By Alimat Aliyeva
Scientists at Ben Gurion University in Israel have developed a machine learning model that predicts romantic attraction emotion with moderate accuracy in conditions that simulate the behavior of dating apps. azernews
Report.
This study was published in the Journal of Biology and Medicine (CBM).
Sixty-one students aged 23 to 32 years old participated in the experiment. While looking at the photos of potential partners, their brain activity was recorded using electroencephalography (EEG). Participants were told they had received “feedback” by indicating who they found attractive. This setup successfully replicated the core mechanism of the dating app: attraction, followed by a possible rejection.
Machine learning algorithms analyzed the electrical responses of the brain, known as induced potentials. The model predicted participants' attractive responses with an accuracy of 71.3% and rejected rejection responses with an accuracy of 81.3%. Interestingly, the researchers found that the algorithm performed even better in “noisy” participants (the “noisy” participants due to a clearer and more consistent neural patterns for less attractive people), and according to the researchers.
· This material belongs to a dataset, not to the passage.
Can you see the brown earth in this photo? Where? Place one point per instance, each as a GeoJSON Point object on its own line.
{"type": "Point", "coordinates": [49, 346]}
“Analyzing the EEG signal allows you to predict user decisions for dating apps, even if you swipe right or left for example,” the author explained. “This approach provides deeper insight into emotional responses and reveals whether a person is attracted to them or experiences negative emotions associated with rejection.”
This breakthrough opens the door to a more personalized, emotionally aware dating platform, potentially transforming the way users connect and interact in digital dating situations. It also raises interesting ethical questions about privacy and the use of neural states in everyday technology.